Chester Report: Is Big Data Watching You?

According to a new report, Big Data is Watching: Growing Digital Data Surveillance of Consumers by ISPs and Other Leading Video Providers by Jeff (Center for Digital Democracy) Chester, the Internet is out to get you. The report claims that ISPs, major Internet content providers, television networks, and Google are all amassing gigantic troves of information about everything you watch on TV or over Internet streaming services and everything you read on web sites.
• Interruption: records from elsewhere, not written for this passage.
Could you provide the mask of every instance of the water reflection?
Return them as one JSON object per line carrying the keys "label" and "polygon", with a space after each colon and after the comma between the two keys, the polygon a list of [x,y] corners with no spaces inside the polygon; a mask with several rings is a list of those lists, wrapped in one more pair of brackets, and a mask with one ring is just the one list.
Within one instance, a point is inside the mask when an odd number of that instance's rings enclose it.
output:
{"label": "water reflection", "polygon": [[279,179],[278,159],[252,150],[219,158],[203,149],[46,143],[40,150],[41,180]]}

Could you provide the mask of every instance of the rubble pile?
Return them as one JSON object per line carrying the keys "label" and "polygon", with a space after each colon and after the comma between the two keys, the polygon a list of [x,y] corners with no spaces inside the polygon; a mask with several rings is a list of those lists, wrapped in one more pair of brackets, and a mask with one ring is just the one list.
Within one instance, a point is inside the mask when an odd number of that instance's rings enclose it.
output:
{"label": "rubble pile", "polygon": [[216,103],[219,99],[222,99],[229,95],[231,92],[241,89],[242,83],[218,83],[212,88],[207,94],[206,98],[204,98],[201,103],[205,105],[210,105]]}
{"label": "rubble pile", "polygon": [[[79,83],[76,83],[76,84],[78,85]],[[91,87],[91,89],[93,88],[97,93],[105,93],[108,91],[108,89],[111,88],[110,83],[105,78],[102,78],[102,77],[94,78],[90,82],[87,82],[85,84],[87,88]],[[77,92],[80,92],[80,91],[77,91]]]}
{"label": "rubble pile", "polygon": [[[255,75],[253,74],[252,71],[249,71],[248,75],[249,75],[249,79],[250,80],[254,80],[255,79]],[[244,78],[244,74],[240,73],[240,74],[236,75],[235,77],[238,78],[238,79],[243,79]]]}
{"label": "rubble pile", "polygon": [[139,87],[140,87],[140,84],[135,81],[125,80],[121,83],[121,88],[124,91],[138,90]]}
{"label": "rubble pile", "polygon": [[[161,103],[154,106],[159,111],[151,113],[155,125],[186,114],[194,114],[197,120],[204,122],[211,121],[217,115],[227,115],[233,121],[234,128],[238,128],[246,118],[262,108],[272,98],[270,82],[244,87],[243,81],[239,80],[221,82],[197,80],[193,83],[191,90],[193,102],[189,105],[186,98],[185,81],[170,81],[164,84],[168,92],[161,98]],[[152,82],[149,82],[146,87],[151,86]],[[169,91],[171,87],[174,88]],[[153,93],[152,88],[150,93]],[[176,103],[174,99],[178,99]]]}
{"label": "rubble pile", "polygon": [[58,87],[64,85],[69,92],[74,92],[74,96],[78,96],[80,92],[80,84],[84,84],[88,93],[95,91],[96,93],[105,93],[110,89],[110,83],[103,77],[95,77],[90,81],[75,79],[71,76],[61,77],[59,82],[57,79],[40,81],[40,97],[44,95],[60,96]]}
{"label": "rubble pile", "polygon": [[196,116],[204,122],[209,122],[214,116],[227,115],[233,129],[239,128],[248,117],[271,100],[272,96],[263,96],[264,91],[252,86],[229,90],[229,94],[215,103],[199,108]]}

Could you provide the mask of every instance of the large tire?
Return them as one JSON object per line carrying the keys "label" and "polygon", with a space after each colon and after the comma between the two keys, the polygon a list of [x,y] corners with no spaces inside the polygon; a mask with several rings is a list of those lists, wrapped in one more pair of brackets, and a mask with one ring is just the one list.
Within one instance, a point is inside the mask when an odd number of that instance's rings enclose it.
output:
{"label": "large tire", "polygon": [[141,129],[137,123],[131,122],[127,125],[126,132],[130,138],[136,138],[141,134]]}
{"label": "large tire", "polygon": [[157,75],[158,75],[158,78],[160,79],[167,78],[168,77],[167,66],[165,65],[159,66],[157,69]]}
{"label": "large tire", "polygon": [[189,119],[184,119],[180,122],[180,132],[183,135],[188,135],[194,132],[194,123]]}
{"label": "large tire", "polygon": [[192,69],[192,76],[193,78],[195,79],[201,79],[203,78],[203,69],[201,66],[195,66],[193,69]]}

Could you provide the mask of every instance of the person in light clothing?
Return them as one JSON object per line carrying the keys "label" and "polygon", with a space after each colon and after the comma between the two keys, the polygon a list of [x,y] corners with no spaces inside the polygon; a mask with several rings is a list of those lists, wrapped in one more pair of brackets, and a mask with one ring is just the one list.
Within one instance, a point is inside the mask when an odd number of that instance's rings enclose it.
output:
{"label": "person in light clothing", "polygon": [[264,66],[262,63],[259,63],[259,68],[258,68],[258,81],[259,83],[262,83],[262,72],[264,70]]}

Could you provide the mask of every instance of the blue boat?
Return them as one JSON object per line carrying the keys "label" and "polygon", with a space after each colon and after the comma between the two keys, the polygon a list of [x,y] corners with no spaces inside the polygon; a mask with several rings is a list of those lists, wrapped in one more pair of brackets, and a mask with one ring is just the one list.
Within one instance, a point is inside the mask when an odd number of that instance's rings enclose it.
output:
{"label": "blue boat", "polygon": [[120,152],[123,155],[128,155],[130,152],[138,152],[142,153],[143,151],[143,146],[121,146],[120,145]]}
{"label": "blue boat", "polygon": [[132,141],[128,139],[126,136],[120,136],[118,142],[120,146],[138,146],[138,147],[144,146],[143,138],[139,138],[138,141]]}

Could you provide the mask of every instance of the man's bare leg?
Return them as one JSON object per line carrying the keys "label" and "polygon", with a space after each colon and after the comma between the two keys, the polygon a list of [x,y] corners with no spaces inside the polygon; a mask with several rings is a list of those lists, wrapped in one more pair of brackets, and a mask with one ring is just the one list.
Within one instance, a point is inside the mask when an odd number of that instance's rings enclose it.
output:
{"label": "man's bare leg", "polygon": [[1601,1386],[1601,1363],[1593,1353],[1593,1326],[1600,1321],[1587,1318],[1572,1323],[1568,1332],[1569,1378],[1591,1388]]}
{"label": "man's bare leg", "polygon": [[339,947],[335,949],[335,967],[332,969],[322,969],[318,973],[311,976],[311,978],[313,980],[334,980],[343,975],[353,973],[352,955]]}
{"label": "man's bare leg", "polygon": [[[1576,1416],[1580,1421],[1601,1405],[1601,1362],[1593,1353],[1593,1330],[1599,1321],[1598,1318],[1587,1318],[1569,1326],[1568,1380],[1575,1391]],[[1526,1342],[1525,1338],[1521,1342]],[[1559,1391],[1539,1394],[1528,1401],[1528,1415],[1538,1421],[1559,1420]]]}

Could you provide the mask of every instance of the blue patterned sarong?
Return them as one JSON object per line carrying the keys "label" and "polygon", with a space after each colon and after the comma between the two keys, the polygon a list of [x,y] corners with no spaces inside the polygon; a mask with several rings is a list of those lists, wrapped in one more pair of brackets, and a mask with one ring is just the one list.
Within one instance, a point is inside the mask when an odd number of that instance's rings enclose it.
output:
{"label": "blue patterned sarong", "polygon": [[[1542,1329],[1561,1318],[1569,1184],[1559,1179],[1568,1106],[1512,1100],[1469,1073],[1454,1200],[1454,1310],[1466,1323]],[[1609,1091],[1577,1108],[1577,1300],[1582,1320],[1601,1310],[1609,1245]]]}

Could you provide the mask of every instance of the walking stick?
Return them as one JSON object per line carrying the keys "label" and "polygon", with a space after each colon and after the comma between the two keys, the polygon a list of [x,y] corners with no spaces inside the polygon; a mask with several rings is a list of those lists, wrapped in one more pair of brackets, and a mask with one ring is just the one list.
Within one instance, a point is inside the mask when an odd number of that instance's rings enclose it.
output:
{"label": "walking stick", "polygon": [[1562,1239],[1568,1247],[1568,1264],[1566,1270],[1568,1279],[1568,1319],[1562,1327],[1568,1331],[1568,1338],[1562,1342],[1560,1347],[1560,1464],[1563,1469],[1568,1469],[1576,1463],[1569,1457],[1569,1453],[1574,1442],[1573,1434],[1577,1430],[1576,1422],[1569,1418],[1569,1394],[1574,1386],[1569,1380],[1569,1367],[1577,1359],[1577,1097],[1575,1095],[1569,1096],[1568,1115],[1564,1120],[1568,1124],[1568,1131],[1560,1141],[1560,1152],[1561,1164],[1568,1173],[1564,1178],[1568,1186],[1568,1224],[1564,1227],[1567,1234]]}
Chester says this is a threat to consumers because, well, it’s kinda like surveillance and maybe you thought nobody knows what kind of web sites and TV shows you like.  More specifically:

In addition to threats to privacy, there are practices that use data that can discriminate or harm vulnerable consumers, which should also be addressed by the FCC—such as the targeting of low-income households for loans through the use of video, the role of ethnic/racial data used in a digital profile, and how data about or involving children and adolescents are used for digital marketing purposes.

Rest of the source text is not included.